For identifying the file layout of file to be detected, thus determine the unit 400 of described file generic to be detected, hereinafter referred to as classification determination unit 400;
For extract described file to be detected with the unit 410 of described classification characteristic of correspondence vector, hereinafter referred to as feature extraction unit 410;
For being input in the Viral diagnosis model of corresponding classification by described proper vector, detect the unit 420 whether described file to be detected is virus document, hereinafter referred to as virus detection element 420.
Below above-mentioned each unit is described in further detail.
Classification determination unit 400 is the file layouts for identifying file to be detected, thus determines file generic to be detected; Namely determine that file generic to be detected specifies any one in classification according to the file layout of file to be detected, or specify other classifications outside classification.
Appointment classification described in the embodiment of the present application comprises following at least one:
Explain compressed package classification, installation kit classification, compiler classification, shell classification by oneself.
Compressed package and self-extracting is explained by oneself described in the present embodiment, adopt self-extracting mode to carry out a kind of file bag compressed, wherein self-extracting (SFX, Self-eXtracting) be the one of compressed file, because it can by any tool of compression, and only need double-click this file and just can automatically perform decompression, be therefore called self-extracting.Compare with compressed file, the compressed file volume of self-extracting is greater than common compressed file (because it built-in self-extracting program), but its advantage is exactly can open compressed file when not installing compressed software, and the file explaining compressed package by oneself comprises zip, rar and 7z three types.
Installation kit described in the present embodiment and software installation kit, comprising the All Files that software is installed, run this installation kit (executable file), can the All Files of this software be discharged on hard disk, complete edit the registry, amendment Operation system setting, create the work such as shortcut.Installation kit classification described in the present embodiment includes but not limited to: the file of the types such as inno, nsis, msi, cab.
Compiler described in the present embodiment is exactly be the program of another kind of language by a kind of Language Translation.

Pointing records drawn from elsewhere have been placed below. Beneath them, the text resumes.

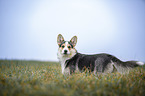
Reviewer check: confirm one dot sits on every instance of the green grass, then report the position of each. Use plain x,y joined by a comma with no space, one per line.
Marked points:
22,78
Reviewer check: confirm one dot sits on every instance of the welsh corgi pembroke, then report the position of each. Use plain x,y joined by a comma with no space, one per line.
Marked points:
72,61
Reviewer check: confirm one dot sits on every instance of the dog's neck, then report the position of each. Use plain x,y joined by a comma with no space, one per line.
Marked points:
62,59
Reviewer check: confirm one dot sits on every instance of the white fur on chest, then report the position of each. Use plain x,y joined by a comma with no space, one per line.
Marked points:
62,60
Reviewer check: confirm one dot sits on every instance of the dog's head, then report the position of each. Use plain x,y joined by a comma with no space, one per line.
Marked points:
66,47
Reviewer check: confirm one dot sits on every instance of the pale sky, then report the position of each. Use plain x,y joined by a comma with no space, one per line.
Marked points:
29,28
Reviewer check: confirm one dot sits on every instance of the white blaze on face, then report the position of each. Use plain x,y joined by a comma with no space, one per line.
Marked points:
65,49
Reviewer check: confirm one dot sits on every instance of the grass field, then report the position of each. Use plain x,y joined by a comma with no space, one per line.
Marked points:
35,78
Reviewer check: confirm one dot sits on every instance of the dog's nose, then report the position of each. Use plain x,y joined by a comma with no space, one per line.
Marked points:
65,51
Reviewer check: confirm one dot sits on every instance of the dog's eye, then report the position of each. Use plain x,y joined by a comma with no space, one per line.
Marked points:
69,47
62,46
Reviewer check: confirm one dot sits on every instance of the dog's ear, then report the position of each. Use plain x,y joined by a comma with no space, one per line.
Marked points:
73,41
60,39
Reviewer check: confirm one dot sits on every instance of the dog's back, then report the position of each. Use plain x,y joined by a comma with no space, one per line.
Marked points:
71,60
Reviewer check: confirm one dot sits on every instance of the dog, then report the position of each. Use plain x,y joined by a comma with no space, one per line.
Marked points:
72,61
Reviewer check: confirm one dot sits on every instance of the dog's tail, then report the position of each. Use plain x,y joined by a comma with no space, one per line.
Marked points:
123,67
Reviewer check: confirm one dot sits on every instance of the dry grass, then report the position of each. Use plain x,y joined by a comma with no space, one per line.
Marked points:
45,78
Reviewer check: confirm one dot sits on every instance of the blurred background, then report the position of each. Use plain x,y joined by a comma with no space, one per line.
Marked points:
29,28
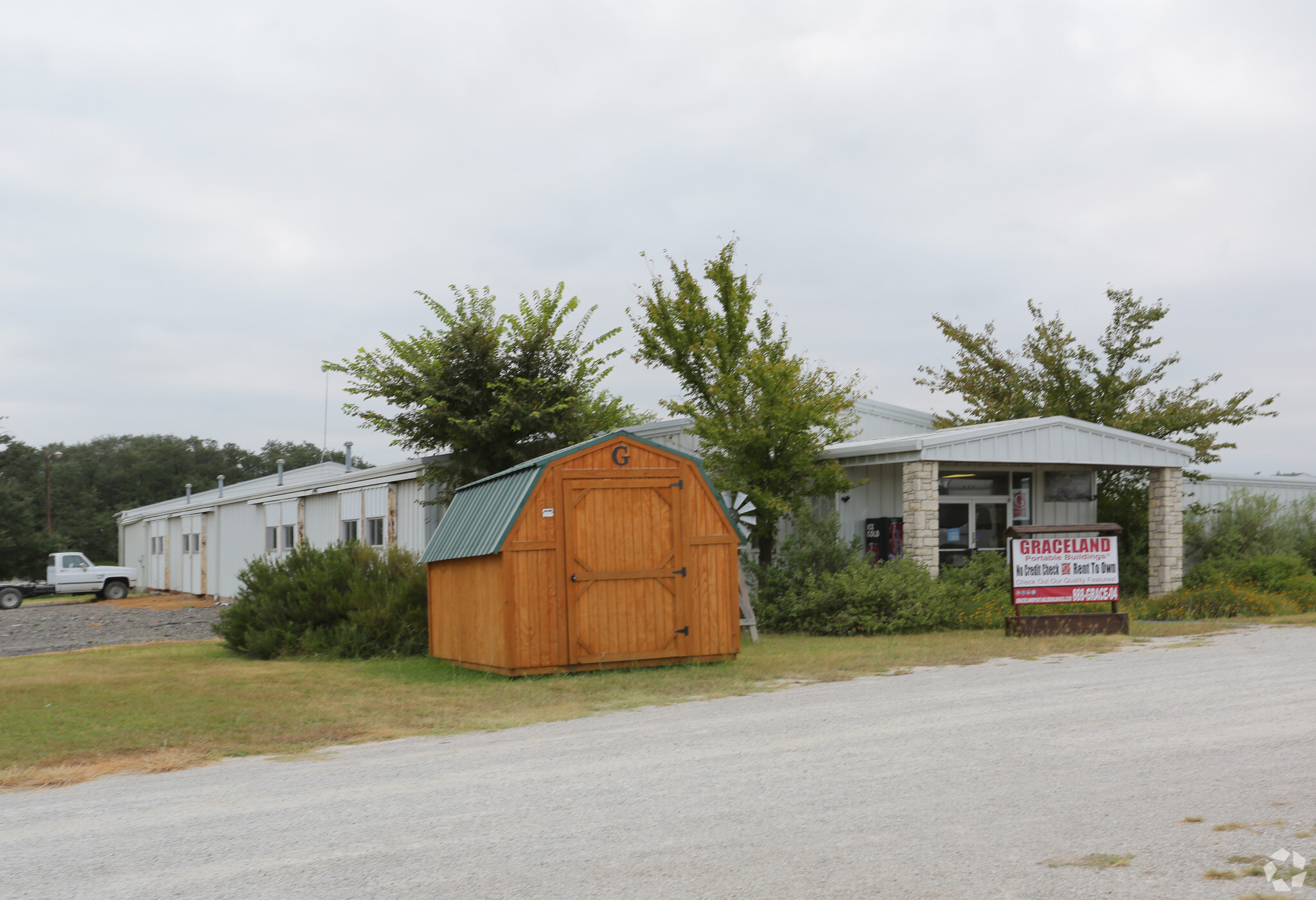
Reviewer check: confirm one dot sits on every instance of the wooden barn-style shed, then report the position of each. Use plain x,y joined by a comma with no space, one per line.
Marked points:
614,552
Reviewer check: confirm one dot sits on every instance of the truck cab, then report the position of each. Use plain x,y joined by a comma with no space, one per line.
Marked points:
74,573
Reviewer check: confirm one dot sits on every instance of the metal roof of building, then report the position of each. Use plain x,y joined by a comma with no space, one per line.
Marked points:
1038,440
483,512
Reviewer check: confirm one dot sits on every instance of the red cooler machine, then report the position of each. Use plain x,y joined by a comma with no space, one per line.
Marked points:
884,538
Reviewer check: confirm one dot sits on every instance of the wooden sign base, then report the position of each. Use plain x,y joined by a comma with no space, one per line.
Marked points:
1067,624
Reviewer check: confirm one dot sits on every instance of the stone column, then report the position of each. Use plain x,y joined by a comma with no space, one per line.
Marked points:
921,513
1165,531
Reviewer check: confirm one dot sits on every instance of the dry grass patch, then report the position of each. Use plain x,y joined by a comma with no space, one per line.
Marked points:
1097,861
74,716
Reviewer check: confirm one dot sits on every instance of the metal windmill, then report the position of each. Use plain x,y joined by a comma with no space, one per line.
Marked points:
743,511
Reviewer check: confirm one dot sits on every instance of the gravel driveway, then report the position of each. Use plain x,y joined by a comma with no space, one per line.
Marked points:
943,783
46,628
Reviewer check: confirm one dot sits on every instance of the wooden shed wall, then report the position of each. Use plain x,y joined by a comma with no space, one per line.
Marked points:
510,611
536,574
469,611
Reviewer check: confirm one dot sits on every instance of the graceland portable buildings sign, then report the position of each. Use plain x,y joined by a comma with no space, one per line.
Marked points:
1065,570
615,552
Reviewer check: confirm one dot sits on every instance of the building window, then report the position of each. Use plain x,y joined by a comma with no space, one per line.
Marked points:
973,484
375,532
1069,487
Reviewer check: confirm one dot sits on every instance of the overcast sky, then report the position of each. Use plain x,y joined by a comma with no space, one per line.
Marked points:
199,203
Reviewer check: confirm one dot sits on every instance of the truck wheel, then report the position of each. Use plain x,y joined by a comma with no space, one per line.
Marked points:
114,591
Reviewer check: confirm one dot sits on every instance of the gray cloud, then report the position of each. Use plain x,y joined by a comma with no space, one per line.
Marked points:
200,203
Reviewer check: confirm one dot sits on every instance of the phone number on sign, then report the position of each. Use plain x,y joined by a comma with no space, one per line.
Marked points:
1103,594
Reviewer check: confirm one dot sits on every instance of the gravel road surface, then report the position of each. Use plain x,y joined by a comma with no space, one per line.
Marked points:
943,783
46,628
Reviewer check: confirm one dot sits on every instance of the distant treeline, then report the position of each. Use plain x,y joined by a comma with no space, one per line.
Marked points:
95,479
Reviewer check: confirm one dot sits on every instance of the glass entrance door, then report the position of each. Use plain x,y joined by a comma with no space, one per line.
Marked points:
969,527
990,523
954,536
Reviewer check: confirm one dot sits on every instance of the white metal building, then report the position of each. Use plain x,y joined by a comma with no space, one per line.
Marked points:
936,495
1286,488
199,543
939,495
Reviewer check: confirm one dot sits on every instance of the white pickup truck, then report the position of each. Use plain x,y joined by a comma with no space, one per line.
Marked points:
71,573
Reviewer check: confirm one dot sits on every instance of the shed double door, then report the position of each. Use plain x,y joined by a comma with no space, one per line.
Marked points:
625,569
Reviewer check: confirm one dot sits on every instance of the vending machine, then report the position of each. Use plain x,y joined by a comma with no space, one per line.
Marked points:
884,538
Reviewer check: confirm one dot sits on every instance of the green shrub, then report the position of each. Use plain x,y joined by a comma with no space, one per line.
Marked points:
1222,599
1268,573
345,601
820,585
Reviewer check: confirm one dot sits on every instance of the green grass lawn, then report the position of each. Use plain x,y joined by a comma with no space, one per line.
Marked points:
71,716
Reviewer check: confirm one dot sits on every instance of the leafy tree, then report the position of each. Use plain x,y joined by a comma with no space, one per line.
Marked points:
762,414
491,390
1117,384
24,541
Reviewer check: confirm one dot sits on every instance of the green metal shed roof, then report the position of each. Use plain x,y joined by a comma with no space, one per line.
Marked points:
483,512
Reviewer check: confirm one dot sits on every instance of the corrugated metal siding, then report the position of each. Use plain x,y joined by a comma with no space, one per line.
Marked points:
1218,488
411,517
133,552
321,519
882,495
481,516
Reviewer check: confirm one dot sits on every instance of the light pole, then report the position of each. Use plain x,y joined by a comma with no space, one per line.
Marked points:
49,457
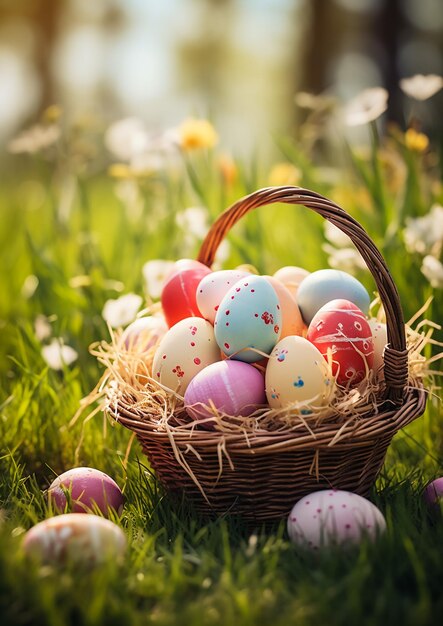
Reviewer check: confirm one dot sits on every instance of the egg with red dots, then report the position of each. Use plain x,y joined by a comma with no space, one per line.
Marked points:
333,517
212,289
186,348
341,333
228,387
297,374
248,321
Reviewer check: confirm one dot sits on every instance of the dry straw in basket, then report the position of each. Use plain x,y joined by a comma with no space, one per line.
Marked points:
258,467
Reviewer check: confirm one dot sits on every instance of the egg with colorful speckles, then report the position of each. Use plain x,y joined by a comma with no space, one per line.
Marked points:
248,320
185,350
332,517
297,374
341,332
212,289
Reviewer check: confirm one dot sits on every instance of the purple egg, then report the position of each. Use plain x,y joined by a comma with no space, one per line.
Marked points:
232,387
84,490
434,492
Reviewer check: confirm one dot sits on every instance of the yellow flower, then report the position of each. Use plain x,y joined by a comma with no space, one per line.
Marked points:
195,133
284,174
120,170
416,142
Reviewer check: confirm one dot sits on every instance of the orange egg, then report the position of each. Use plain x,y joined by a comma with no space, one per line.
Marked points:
292,322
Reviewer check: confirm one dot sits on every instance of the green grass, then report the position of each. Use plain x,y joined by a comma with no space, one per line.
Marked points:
180,568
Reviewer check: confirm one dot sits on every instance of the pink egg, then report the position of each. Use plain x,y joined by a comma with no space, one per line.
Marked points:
85,489
75,539
433,493
341,327
330,517
212,289
232,387
178,296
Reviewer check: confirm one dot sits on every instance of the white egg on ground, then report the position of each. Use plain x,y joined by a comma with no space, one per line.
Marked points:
333,517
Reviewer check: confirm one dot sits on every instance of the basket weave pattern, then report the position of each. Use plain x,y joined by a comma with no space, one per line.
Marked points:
261,476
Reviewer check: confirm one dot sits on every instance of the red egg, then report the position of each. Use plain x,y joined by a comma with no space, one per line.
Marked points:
179,291
341,327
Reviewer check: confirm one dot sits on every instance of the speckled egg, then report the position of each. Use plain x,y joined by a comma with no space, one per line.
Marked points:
291,276
144,333
328,517
212,289
248,320
298,373
380,339
231,387
325,285
75,538
178,297
187,348
85,490
340,329
292,322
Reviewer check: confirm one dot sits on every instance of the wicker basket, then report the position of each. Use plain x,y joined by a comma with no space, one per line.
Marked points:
262,476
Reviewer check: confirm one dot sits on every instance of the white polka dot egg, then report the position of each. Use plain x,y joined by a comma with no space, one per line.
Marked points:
332,517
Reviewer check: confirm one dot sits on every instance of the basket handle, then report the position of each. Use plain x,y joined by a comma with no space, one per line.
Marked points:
395,355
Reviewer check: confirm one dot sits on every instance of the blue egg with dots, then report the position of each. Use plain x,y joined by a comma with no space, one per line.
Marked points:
322,286
248,321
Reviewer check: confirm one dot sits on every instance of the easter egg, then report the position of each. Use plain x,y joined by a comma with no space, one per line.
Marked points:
291,276
248,320
231,387
187,348
380,339
292,323
144,333
433,493
297,373
178,295
325,285
85,490
340,327
75,538
212,289
329,517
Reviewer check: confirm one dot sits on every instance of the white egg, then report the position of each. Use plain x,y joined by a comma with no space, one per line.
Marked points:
185,350
331,517
298,373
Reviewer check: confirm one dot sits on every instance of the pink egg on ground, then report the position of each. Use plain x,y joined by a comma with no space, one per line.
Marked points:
231,387
178,296
84,490
433,493
144,333
329,517
212,289
75,539
340,329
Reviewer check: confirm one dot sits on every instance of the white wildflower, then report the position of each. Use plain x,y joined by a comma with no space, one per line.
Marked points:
42,327
123,310
57,354
425,234
433,270
345,259
193,221
35,139
155,273
422,87
366,106
336,236
29,286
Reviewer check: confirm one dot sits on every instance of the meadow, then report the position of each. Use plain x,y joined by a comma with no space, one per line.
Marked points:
77,230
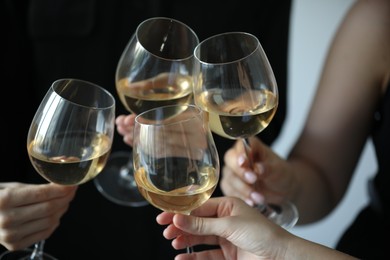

Shell classification is wherein the program adding shell, and adding the program that shell crosses can directly run, but can not check the binary data of original program, just will can check the binary data of original program through shelling.Add shell, be utilize special algorithm, the resource in EXE, dll file is compressed, encrypted.The effect of similar WINZIP, the file only after this compression, can independent operating, and decompression procedure is completely hidden, all completes in internal memory.After they are attached to and original program are loaded into internal memory by Windows loader, perform prior to original program, obtain control, in implementation, original program is decrypted, reduce, again control is given back original program after having reduced, perform original code section.After adding shell, Original program code is generally that form after encrypting exists in disk file, only reducing in internal memory when performing, so just can more effectively prevent cracker to the illegal modifications of program file, program also can be prevented by static decompiling simultaneously.
Be understandable that, file class is not limited to above-mentioned cited several, and the classification outside above-mentioned appointment classification is referred to as other classifications by the embodiment of the present application.
This classification determination unit 400 identifies that often kind is specified the method for category file different, the embodiment of the present application does not do concrete restriction to concrete recognition methods, it can adopt any one recognition methods existing to realize, such as, for explaining compressed package classification by oneself, by judging that the first two of additional data is to four bytes, or in the data block of the beginning of additional data or resource, whether there is the keyword of compressed package, determining that whether this file is for explaining compressed package category file by oneself.And for example, for compiler classification, by the instruction calls feature of entrance, and the Function feature used identifies.For shell classification, the code characteristic by entrance is mated, and the information feature of some joints carries out distinguishing etc.So do not belong to other file of above-mentioned specified class in identifying and be namely defined as other category files.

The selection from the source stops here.